Growing up in our sunburnt country, we’re taught from an early age of the risks associated with sun exposure; from premature ageing to vision damage, and of course, skin cancer, with two in three Australians predicted to be diagnosed with skin cancer before the age of 70.
New guidelines for assessing moles were released in 2018, with statistics revealing that up to 20% of all melanomas are only partially pigmented (hypomelanotic) and may be more difficult to detect given they are less obvious in nature and paler in colour. Read on to find out more about the new guidelines and how they affect you.
Learning to spot the difference
According to Cancer Council Australia, 95% of skin cancers can be successfully treated if detected early. As a first point of call, you can perform your own skin check using the ‘ABCDE method’ below. If you notice any of the following symptoms in your moles, arrange a visit with your doctor.

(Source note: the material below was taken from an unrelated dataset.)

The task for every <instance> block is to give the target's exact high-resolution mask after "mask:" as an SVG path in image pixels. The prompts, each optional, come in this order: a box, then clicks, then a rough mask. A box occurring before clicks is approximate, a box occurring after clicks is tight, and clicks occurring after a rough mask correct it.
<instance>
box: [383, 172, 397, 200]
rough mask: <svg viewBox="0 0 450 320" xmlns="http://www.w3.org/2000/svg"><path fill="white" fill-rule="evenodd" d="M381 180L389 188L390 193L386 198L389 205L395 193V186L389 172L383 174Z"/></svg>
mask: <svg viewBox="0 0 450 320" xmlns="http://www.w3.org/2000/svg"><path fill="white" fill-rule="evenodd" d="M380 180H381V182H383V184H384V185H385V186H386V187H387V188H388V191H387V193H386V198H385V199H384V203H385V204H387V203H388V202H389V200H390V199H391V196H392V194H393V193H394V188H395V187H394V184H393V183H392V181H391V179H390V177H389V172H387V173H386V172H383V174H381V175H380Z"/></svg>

Asymmetry: One half of your spot doesn’t match the other
Border: The edge of your spot is spreading or ragged
Colour: Your spot is made up of a number of different colours
Diameter: Your spot is growing wider
Evolving: Your spot is changing and growing
Getting familiar with your own skin could save your life. The sooner skin cancer can be identified and treated, the better the chance of a positive outcome. It’s a good idea to perform your own skin checks regularly, or as recommended by your doctor. It’s also important to remember that most skin cancers can be prevented by using good sun protection and, if your skin protection habits have been a bit slack, it’s never too late to improve those habits, no matter how old you are.
Protecting your skin
Are you familiar with the SunSmart five levels of sun protection? If not, you should be! Following these five steps will help protect your skin from the harmful UV rays of the sun. If you need a quick refresher, they are:
- Slip on some clothing,
- Slop on some sunscreen,
- Slap on a hat,
- Seek shade,
- Slide on sunglasses.
SunSmart explains that while sun exposure in the first 10 years of life determines a person's lifetime potential for skin cancer, sun exposure in later life determines the extent to which this potential is realised. So, whether you’re 15 or 50, it’s important to always wear protective clothing, apply sunscreen regularly, and seek shade when you’re out in the sun to reduce your skin cancer risk.